How precious are these tennis ball madeleines that Sodexo Live is serving at Roland-Garros the next two weeks for the French Open? Costing about $8, they’re filled with almond paste and include a chocolate spread. Mangeons!
Big idea
The American demographic landscape is shifting as urban growth moves beyond suburbs and into exurbs, with Texas seemingly the trend’s Ground Zero, according to this Axios story. In our sports facilities context, it’s easy to see this trend impacting venue development and team relocation within market (see: Dallas Mavericks or Stars).
Facilities speed reads
- Congratulations to Petco Park for winning Sports Facility of the Year at the Sports Business Awards.

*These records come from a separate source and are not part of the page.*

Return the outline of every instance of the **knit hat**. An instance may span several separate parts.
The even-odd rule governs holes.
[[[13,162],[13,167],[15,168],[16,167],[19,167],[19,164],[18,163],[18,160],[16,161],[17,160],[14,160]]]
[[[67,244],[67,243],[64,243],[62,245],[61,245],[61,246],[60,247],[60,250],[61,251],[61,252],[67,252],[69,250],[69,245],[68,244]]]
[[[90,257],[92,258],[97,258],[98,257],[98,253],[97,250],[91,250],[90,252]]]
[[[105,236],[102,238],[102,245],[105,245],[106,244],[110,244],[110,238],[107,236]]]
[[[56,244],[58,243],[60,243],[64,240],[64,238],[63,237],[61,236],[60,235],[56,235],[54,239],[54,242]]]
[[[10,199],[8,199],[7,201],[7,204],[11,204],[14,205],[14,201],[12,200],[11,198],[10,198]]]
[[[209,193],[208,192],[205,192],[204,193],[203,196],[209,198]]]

- In a recent SBJ opinion piece, golf legend Greg Norman argues that the trend of tearing out trees during renovations to make course longer is removing strategy from the game.
- An entertainment district is the most likely mixed-use development for Penske Entertainment to pursue at the Indianapolis Motor Speedway, and that vision will start to be shared with the public over the next two years, reports SBJ’s Adam Stern.
- In the latest SBJ Football newsletter, SBJ’s Ben Fischer clears up the misconception that a new stadium means a Super Bowl is coming to town.
- One of my takeaways from SBJ Tech Week: Venues must build their tech backbone before they need it.